As we begin to evaluate the project, we have been inspired by the willingness of the students to engage, learn and share their experiences, as well as with the teaching staff who have woven our processes and tools into their own teaching. The excitement of the children has been infectious, not only for us, but across the whole school, including the staff. We hope now to develop a longer term collaborative process of weaving our tools, concepts and processes into the core teaching and learning methods used in the school.
Update: The Activity and Impact Report on the Workshop is available to download.
The project is also featured as a case study on the London Schools Arts Service website.
Yesterday Proboscis organised an open dialogue on Cultures of Listening for Interdependence Day at the Royal Geographic Society. The dialogue took the form of a series of conversations between an invited group of artists, social scientists, teachers, researchers, curators and policymakers at a picnic in Kensington Gardens, just across from the RGS.
Our aim was to use the informal setting of a picnic and our role as hosts to bring together a diverse group and stimulate conversations, rather than hold a more formal debate or discussion.

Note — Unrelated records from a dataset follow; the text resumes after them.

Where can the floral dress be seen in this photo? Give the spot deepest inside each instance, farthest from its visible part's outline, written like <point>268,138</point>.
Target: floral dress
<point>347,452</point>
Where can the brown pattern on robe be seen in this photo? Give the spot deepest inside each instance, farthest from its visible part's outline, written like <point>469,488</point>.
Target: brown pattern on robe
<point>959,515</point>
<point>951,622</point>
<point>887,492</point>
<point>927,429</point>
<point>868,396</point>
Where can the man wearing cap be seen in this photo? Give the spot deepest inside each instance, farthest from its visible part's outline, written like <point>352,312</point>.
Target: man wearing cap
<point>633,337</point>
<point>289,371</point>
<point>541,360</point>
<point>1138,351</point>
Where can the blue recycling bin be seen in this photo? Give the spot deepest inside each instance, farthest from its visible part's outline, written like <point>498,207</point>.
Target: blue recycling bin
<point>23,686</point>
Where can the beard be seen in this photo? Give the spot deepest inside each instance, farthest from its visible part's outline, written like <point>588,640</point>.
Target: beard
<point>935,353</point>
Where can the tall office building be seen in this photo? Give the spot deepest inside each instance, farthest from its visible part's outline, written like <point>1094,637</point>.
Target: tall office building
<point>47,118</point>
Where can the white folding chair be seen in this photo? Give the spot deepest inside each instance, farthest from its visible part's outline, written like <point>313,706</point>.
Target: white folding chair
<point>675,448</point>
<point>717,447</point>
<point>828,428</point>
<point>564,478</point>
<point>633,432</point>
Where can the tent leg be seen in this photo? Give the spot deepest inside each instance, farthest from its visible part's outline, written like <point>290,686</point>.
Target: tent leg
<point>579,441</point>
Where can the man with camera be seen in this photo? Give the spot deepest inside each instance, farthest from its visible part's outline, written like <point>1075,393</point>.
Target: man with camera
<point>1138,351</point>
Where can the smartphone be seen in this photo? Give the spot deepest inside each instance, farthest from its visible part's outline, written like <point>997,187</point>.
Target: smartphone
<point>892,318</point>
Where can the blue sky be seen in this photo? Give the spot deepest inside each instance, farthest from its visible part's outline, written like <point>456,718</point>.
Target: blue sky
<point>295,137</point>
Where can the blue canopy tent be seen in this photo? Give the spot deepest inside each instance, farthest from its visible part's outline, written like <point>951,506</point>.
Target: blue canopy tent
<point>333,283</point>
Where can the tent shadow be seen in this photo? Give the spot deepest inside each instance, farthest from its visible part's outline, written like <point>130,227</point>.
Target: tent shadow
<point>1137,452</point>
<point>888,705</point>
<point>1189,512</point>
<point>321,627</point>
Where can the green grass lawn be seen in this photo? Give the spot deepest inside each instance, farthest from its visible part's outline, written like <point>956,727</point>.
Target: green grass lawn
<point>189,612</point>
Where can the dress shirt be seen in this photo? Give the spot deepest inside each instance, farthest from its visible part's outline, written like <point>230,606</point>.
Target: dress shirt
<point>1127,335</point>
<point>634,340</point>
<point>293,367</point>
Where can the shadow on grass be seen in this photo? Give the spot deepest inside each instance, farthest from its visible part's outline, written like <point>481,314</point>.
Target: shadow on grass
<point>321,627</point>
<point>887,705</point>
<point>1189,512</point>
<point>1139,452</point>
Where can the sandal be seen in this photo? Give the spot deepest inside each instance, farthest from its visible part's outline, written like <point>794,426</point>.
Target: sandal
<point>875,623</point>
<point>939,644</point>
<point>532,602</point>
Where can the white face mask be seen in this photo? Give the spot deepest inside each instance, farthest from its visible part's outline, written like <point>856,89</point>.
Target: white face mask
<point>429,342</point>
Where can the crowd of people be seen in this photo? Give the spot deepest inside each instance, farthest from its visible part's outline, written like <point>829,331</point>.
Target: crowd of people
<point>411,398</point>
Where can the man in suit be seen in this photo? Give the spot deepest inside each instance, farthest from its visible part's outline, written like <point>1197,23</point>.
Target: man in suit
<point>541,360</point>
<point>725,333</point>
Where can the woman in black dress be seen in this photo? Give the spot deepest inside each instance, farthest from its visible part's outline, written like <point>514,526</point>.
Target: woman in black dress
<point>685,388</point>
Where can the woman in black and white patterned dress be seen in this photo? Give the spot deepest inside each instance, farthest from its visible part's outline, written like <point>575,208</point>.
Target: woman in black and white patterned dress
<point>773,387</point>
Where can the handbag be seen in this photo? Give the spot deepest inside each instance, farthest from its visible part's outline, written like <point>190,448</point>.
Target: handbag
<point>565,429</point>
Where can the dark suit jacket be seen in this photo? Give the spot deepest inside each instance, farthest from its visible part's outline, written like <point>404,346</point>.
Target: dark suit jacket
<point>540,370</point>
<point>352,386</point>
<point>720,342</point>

This placed the emphasis of the dialogue on being a culture of listening rather being about one. After an hour and a half of introducing people to each other and connecting conversations, the group came together to reflect on what we had heard and said, followed by more conversation and connections over lunch.
Proboscis has commissioned artist Camilla Brueton to create an artwork inspired by the event, a distributable form of which will be made available in the next few weeks.
Last week we presented the Feral Robots and Urban Tapestries at the London Knowledge Lab as part of their Open Evening. The Knowledge Lab was opened in December 2004 and the event presented an overview of projects and work over the last two years. Birkbeck College's Department of Computer Science are one of the two partners institutions (with the Institute of Education) behind the Knowledge Lab and collaborated with us on designing and building the recent public authoring Feral Robots. We are currently developing our Sensory Threads project with the department, which we are fundraising for this year.